第117話第八十四段 法顕三蔵の、天竺に渡りて

(原文)

法顕三蔵の、天竺にわたりて、故郷の扇を見ては悲しび、病に臥しては漢の食を願い給ひける事を聞きて、「さばかりの人の、無下にこそ心弱き気色を、人の国にて見え給ひけれ」と人の言ひしに、弘融僧都、「優に情ありける三蔵かな」と言ひたりしこそ、法師のやうにもあらず、心にくく覚えしか。


(舞夢訳)

三蔵法師が、天竺に滞在中に、故郷の扇を見ては愛しく思い、体調を崩した時には中国風の食事を願いなされた故事がある。

それを聞いた人が、

「あれほどの素晴らしい人が、そんなに弱気な様子を、他国で見せてしまうとは」

と言ったところ、弘融僧都は、

「実に人間味あふれる三蔵法師様ではないか」と言った。

法師の意見としては異論があるだろうけれど、奥深い意見と思われる。


三蔵法師は、「不東」、絶対に東の故郷である中国を振り向かないという決意で、想像を絶する艱難辛苦を乗り越え、天竺(インド)に渡った。

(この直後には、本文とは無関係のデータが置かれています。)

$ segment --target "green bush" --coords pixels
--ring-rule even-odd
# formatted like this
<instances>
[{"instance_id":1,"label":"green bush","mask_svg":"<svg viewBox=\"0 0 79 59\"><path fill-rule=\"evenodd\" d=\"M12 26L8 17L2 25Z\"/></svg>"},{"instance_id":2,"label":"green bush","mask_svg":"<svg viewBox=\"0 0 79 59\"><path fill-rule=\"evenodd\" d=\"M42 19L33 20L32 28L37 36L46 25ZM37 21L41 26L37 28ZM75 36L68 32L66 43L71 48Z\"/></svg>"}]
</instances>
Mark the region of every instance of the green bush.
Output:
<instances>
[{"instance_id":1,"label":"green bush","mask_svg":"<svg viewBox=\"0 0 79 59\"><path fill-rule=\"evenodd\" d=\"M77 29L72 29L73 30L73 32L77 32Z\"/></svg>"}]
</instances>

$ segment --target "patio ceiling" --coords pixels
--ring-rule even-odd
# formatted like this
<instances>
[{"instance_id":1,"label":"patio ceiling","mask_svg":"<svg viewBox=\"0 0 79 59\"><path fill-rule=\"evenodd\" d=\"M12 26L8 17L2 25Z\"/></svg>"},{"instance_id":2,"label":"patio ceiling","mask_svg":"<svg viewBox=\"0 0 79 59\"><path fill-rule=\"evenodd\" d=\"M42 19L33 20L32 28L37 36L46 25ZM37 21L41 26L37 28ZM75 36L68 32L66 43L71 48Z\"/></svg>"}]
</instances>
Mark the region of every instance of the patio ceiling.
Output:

ただ、それほどの意志が強い三蔵法師も、天竺滞在中には故郷で作られた扇(うちわ)を見ては、懐かしくて涙を流されたようだ。

また、慣れない天竺の気候や食事で体調を崩せば、慣れ親しんだ故郷中国風の食事をしたいと思った。

その故事を聞いた人が、「あれほどの人が、そんな弱気の態度を外国人に見せるとは」と、半ば批判の言を述べたけれど、兼好氏の友人でもある弘融僧都が、

「実に人間らしい」と反論する。

兼好氏としては、弘融僧都の意見が深く、是としたようだ。


「法師らしく、全てに執着しない」つまり旅先の天竺で、故郷の扇や食事になど、心を動かすべきではない、そんな弱気を他国の人に見せるべきでない・・・

考えるに、それこそ、見栄や体裁にこだわる執着そのものでないだろうか。


艱難辛苦を乗り越え、ようやく到着した天竺で、故郷中国の扇、その中に書かれた中国の風景や物、人が書かれてれば、悲しいほど愛しく思って当然ではないか。

馴れない気候や食事で体調を崩せば、故郷の食事を摂りたいと思うのも当然。

三蔵法師としては、何とか体調を取り戻して、膨大な仏典を故郷に持ち帰り、さらに翻訳に取り組むという、生涯の目標があるのだから。


それを理解せず、「他国でそんな弱気を見せて恥ずかしい」など、とても人の心を持つ意見とは思えない。


この三蔵法師の故事の段における弘融僧都と兼好氏の考えは、全く同感。

訳者にとって、徒然草の中でも、大好きな段のひとつである。